Hydrogen Pathways Program, Sustainable Transportation Energy Pathways (STEPS)
McCarthy, Ryan W., Christopher Yang, Joan M. Ogden (2008) California Baseline Energy Demands to 2050 for Advanced Energy Pathways. Institute of Transportation Studies, University of California, Davis, Research Report UCD-ITS-RR-08-07
This report covers the development of a baseline scenario for energy demand in California for a projection period to 2050 as part of the Advanced Energy Pathways (AEP) project. The baseline scenario will provide a useful point of comparison for the impacts of choices or changes in policy that can be thought of as alternatives to the current trends. The baseline scenario, described here, covers the State’s main energy demands - electricity, natural gas and transportation fuel - and provides a forecasted demand for each out to the year 2050. It is based, as much as possible, on the California Energy Commission’s (CEC) baseline forecasts. This report will cover the methodology and assumptions for the baseline scenario and review the forecasts and implications. The report is also accompanied by several data files that contain the projections, which can be visualized and disaggregated spatially, temporally and by sector.
Advanced Energy Pathways (AEP) is a project of the California Energy Commission’s Public Interest Energy Research (PIER) program with contributing researchers from the University of California, Davis (UCD), Lawrence Livermore National Laboratory (LLNL), Global Environment and Technology Foundation (GETF) and University of California, Berkeley (UCB). The major objective of the project is to analyze the impacts of alternative energy pathways within the transportation sector on California’s natural gas and electricity sectors within the timeframe of 2005-2050. Several of the alternative transportation energy pathways entail significant changes from the current transportation fuel infrastructure (e.g. hydrogen fuel cell vehicles and plug-in hybrid electric vehicles) and the project will attempt to assess the impacts of such a change on the State’s energy systems.

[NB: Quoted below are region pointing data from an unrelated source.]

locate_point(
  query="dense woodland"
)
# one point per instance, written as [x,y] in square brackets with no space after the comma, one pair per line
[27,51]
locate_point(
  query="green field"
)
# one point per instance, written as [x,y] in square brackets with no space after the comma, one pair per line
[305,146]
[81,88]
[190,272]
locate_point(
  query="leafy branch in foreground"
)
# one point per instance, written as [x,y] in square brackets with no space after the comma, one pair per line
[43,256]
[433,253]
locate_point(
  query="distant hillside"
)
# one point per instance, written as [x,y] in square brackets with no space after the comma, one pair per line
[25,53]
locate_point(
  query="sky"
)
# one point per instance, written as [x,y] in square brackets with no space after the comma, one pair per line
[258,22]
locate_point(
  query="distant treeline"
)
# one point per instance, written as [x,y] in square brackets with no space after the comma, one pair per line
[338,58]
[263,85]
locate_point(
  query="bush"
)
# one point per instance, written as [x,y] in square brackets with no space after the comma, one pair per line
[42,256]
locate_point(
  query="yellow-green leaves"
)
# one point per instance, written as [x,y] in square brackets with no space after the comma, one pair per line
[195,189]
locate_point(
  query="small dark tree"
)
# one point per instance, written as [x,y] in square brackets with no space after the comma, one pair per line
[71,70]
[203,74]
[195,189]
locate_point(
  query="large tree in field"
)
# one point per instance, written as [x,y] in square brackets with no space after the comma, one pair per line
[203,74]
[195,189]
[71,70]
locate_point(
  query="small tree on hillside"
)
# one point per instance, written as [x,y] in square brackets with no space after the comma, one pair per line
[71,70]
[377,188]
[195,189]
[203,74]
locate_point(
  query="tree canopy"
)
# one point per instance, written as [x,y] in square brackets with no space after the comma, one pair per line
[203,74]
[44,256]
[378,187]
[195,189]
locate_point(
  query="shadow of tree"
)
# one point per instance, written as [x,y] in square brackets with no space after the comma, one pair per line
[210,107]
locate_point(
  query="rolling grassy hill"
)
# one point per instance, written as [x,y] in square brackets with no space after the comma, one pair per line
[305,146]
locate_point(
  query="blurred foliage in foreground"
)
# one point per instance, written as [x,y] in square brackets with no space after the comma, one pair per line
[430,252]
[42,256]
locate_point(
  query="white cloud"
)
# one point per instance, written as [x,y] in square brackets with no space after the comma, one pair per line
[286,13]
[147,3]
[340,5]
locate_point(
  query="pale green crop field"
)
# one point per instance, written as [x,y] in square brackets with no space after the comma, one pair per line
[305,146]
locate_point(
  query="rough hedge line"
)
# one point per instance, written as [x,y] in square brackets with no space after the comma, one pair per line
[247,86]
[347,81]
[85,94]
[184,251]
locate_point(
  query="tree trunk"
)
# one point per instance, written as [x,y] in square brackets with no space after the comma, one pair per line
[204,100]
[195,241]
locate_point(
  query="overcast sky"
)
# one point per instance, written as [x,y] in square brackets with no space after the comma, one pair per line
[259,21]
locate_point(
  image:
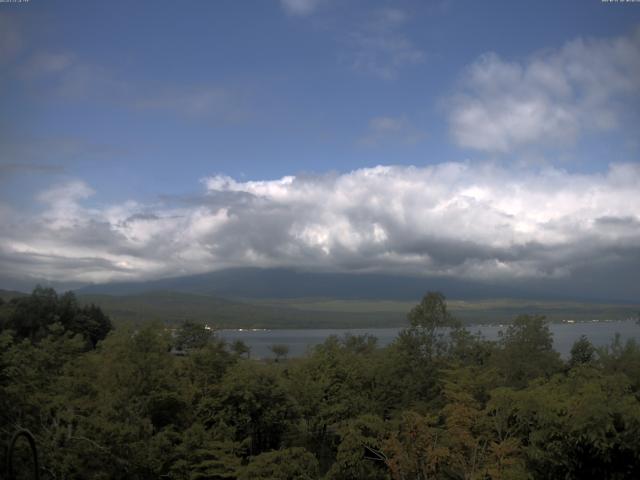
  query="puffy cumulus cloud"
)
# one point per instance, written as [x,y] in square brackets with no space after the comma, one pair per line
[460,220]
[551,98]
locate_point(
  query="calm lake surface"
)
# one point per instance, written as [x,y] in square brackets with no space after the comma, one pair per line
[302,340]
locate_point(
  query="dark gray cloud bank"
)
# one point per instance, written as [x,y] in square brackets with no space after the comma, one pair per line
[478,222]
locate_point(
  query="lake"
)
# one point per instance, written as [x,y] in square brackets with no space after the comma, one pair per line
[301,340]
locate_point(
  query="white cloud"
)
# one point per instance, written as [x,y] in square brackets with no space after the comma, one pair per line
[460,220]
[390,130]
[550,99]
[379,48]
[300,7]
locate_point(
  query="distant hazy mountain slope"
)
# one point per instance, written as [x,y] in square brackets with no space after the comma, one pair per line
[281,283]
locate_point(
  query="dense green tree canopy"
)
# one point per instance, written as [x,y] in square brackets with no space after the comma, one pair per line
[438,403]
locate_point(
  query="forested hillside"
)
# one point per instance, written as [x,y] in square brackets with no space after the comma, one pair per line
[150,402]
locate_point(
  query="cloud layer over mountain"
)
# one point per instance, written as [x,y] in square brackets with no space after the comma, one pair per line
[460,220]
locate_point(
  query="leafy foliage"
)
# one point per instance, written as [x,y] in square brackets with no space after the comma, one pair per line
[439,403]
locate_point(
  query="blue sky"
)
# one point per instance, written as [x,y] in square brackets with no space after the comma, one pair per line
[146,104]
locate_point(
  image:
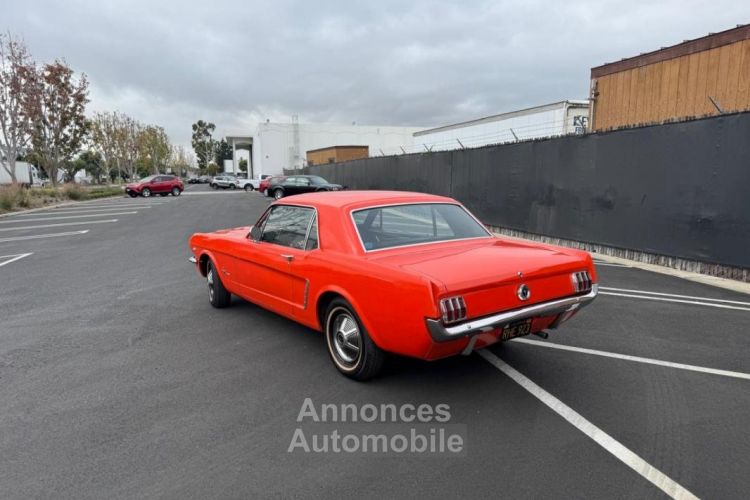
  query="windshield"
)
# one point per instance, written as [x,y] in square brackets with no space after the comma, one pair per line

This baseline scenario is one example of many possible scenarios that characterize the range of possible futures for California. The baseline scenario is not necessarily the most likely of possible scenarios, but rather, it is used to represent a likely future given a continuation of current trends and policies. Alternate scenarios are used to imagine different futures that would require significant shifts from current demographic, societal or policy trends. Each of these energy demand scenarios will be used to provide the inputs to a LLNL computer model that will optimize the structure and layout of the California energy supply system to meet these demands.